So you want to know how to gain weight and force your body into muscle growth?

You’re in the right place! This quick guide will show you how to create muscle growth, give you a quick primer on the adaptation process and I’ll leave you with the 7 rules of muscle growth.

Let’s get started!

What Causes Muscle Growth?

Muscle growth is a complex process, but the basics of it are really simple. In order to spur new muscle growth, you need to create an environment where your body needs muscle growth!

Imagine the skinnier, weaker people you know. Do you imagine that they work all day in a manual job? Can you imagine them lasting a day as a lumberjack?

Of course not.

Muscle growth is an adaptation. You grow muscle when you need to, if you don’t need to then you wont. This is the reason that strength and muscle mass are so closely related. If you put yourself in a position where you have to get stronger, your body has no choice but to add muscle. It can get stronger through some neurological adaptations but this will only take you so far. More muscle equals more strength and so the body responds by increasing the size of your muscles.

How Muscle Growth (Hypertrophy) Happens

When you put your muscles under a stress that they are not accustomed to, it damages your muscle fibres. This is, in the right amounts, a good thing.

Your muscles recover from this microtrauma in a similar way to how your bones repair after a break; they grow stronger. Your body recovers from this stress and strengthens the area resulting in muscle growth.

There’s lots of theory around how muscle growth happens on a cellular level, a lot of it is unclear though. Well established theories can be, and have been, partially or fully discredited. All we know for sure, and all you need to know, is that getting stronger over time increases muscle mass.
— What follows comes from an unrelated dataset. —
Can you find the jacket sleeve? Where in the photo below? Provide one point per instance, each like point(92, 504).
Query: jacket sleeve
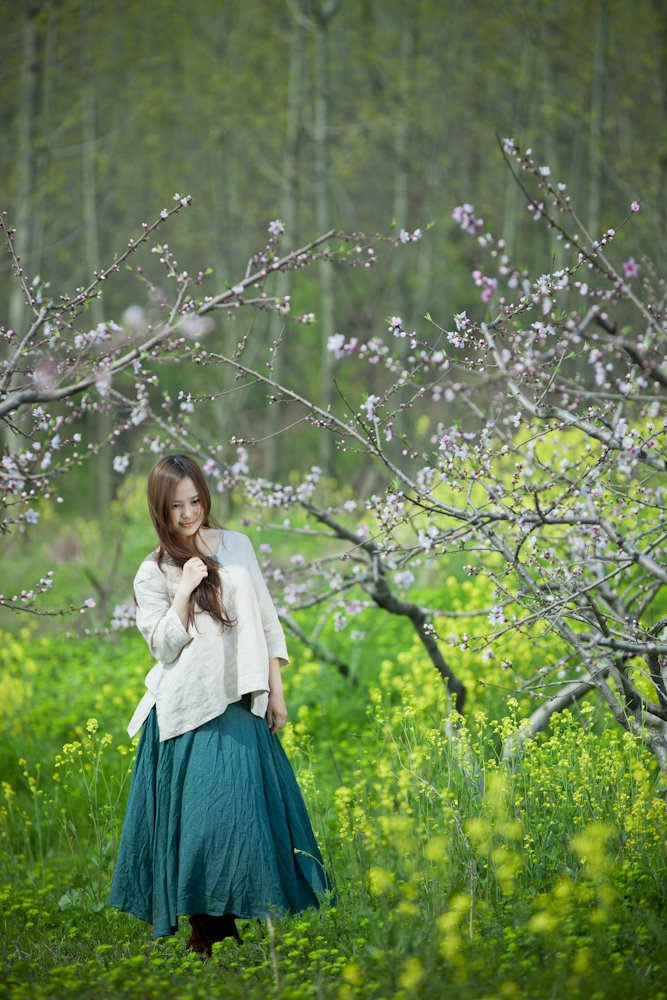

It is important to note that the muscle growth doesn’t happen in the gym, it happens when you rest. Your workouts are effectively the stimulus for muscle growth, but you still need to provide your body with the rest and nutrients it needs to for muscle growth to actually occur.

Protein Balance

Muscle growth, or muscle protein synthesis, causes your muscles to grow but you must also be aware of muscle breakdown. Exercise is actually catabolic, but it primes your body for growth. You must make sure that you provide enough protein to not only achieve protein balance, but stimulate a net gain in muscle tissue.

Protein Synthesis > Protein Breakdown = Muscle Growth

Protein Synthesis = Protein Breakdown = No Change

Protein Synthesis < Protein Breakdown = Muscle Loss

Adaptation Theory (With Tigers)

One of the best known models of adaptation is Hans Seyle’s model of General Adaptation Syndrome, and it’s very simple as most good models are.

It is made up of three phases: Alarm, Resistance and Exhaustion

A tiger on the prowl

Alarm

The alarm phase is what happens when we encounter a stress.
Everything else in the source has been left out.